Malkiel has some detailed explanations for what he does in his own portfolio, including a slightly unusual step he takes to increase his exposure to the Chinese stock market. I don't think I'll go that far, and I won't change my 25% to 50% overnight. But, I think it might be prudent to start working my international exposure higher. I won't be selling any of my US total stock market index fund; I think I'll set a goal to direct new investments so they're weighted a bit more towards international markets, with the objective of reaching 30% by the end of 2013. If that feels good, I'll keep moving in 5% increments over the coming years until I reach a point that feels comfortable to me.

The second major idea this book has made me consider is holding an REIT for more exposure to real estate. This plays a fairly modest role in his portfolio of just around 10%; nonetheless, he demonstrates how, in most markets (not the 2008 recession), real estate has shown a very low correlation with the stock market; furthermore, it also tends to do well in inflationary periods. Keeping an REIT would allow a portfolio to weather a bear market more easily. And, since we seem to be past the worst years of the housing crash, they aren't likely to be overvalued.

I've avoided REITs up until now for a couple of reasons.
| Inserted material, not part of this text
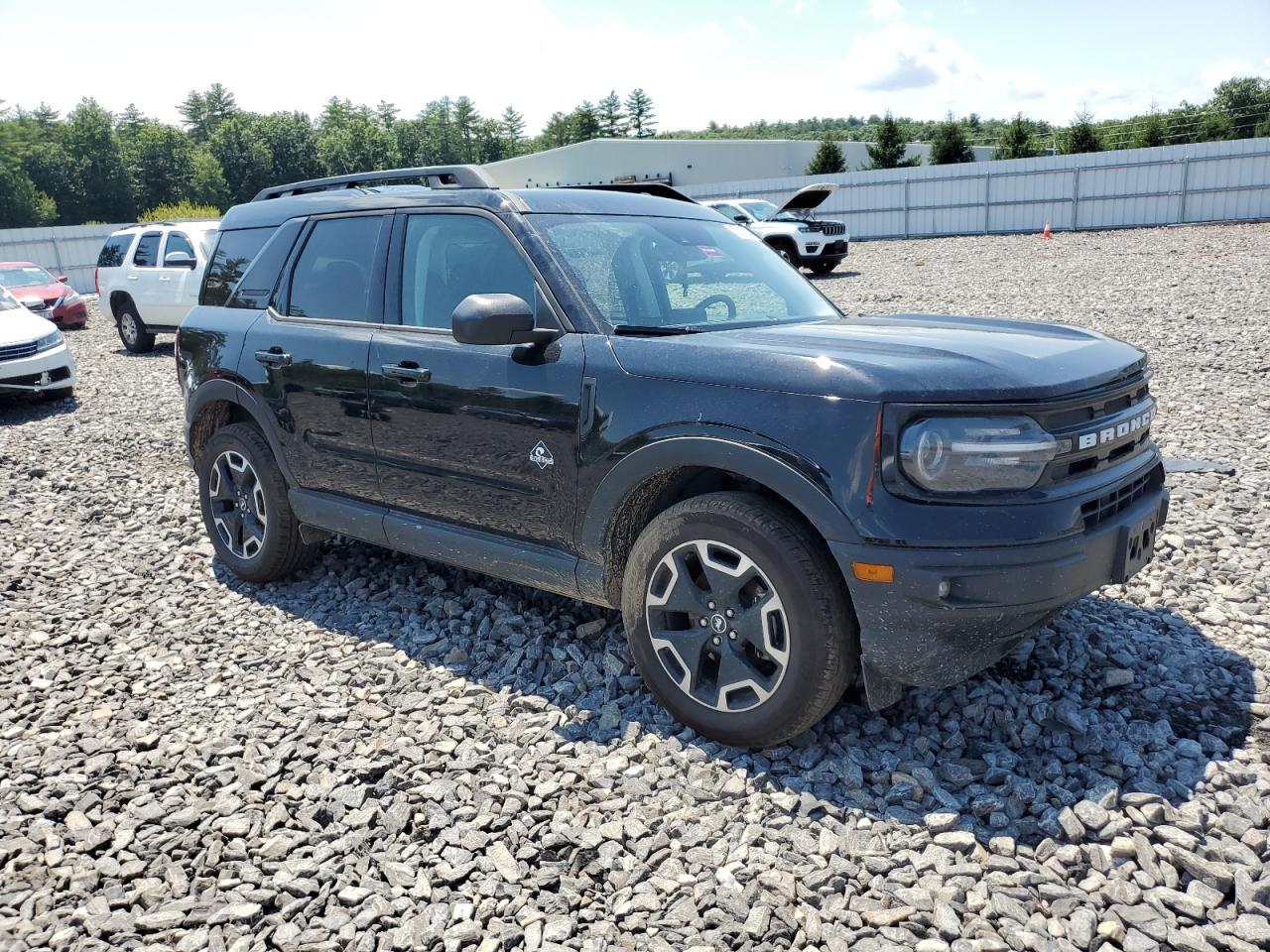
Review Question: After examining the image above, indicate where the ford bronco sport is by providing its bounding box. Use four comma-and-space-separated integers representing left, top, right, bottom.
177, 167, 1167, 747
First, as a homeowner, a decent chunk of my wealth is already invested in real estate (albeit a highly undiversified investment!). Second, it's hard to get excited about the long-term returns of REITs, which lag noticeably behind those of stock funds. (Granted, though, that's also the reason I resisted investing in bonds for years, which I now realize was shooting myself in the foot - in small amounts, diversifying from an all-stock portfolio both reduces risk AND increases yields.) REITs are also more complicated than equity mutual funds, which adds some small hassles to tax planning and preparation. Finally, I'm attracted to simple portfolios, and am tempted to just eliminate something which would only hold a sliver of my total assets.
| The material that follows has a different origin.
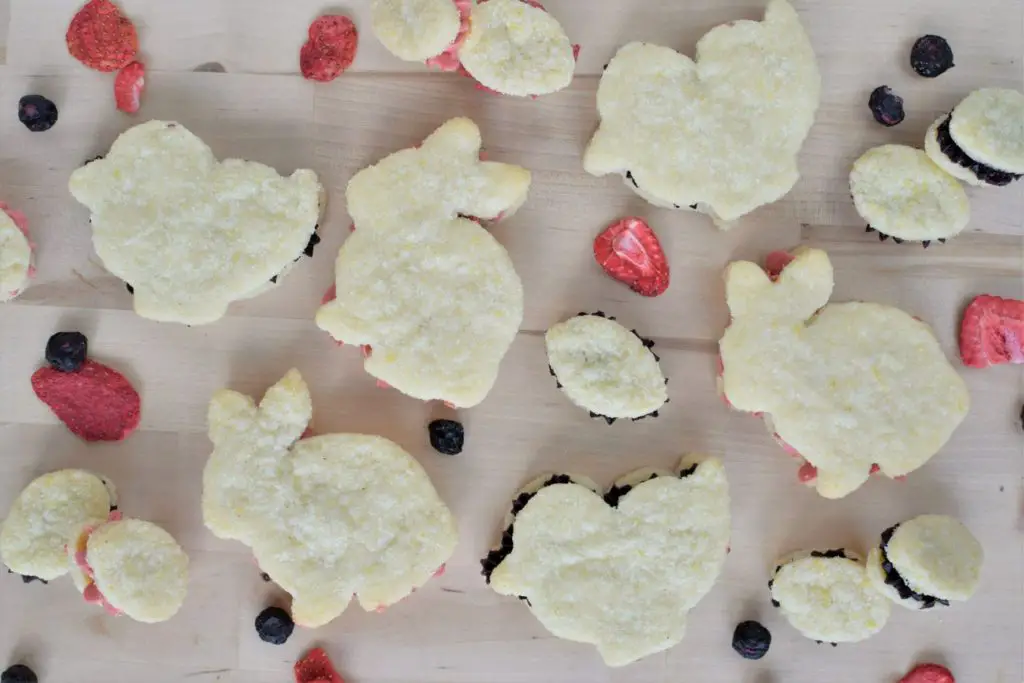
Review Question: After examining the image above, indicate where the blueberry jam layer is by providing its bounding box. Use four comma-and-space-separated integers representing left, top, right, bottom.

The book has made me seriously consider REITs for the first time. I still don't think I'll necessarily rush to buy an REIT, but it's on my radar now. Once I pass a certain threshold where a small 10% investment in an REIT wouldn't feel like chump change, I might dip my toes in those waters.

The third change I'm considering making to my portfolio isn't something that Malkiel directly addresses, but is a thought that's been percolating in my head for a while, and that his discussions of tax-efficient planning have triggered yet again. I'm lucky enough to be able to max out my tax-advantaged retirement accounts, and have some left over to hold in taxable accounts. Which is awesome, but I increasingly feel like I'm not taking the best advantage of my retirement accounts.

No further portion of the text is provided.